A personagem do professor-filósofo de
Woody Allen funcionava muito bem na vida de superfície e na área intelectual.
Era um acadêmico bem sucedido com trabalhos publicados, prêmios, histórias de
aventuras e lendas. Seu carisma dando aulas era elogiado e seu desempenho, tido
como brilhante. No entanto, faltava-lhe uma consistência existencial, falta
sentida na crise só por ele mesmo, mas que acaba afetando todos ao seu redor.
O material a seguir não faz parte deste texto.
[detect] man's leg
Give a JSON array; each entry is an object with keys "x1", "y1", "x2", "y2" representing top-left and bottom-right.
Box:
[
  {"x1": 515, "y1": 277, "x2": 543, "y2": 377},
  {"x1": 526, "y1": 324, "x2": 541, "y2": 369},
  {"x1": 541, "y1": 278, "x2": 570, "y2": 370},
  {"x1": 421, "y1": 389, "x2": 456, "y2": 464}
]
Seu brilho era "fake", em relação a um núcleo que poderia ser vivo e
criativo na transgressão.
Quando se fala de "falso" e
"verdadeiro", aqui, não significa atribuir nenhuma conotação de
valor. Mas pode aproximar-se do que chamamos de "inautêntico" e
"autêntico". O "verdadeiro self" é o que vem de dentro, do
mais intimo do ser humano. Muitas vezes, a autenticidade só aparece na crise de
identidade ou na transgressão. E nada melhor do que a arte para desvelar o que
há de transgressivo e verdadeiro no ser humano.
Vejam esse filme, vale a pena. Pode
despertar o mais estranho, secreto e revelador dentro de todos nós.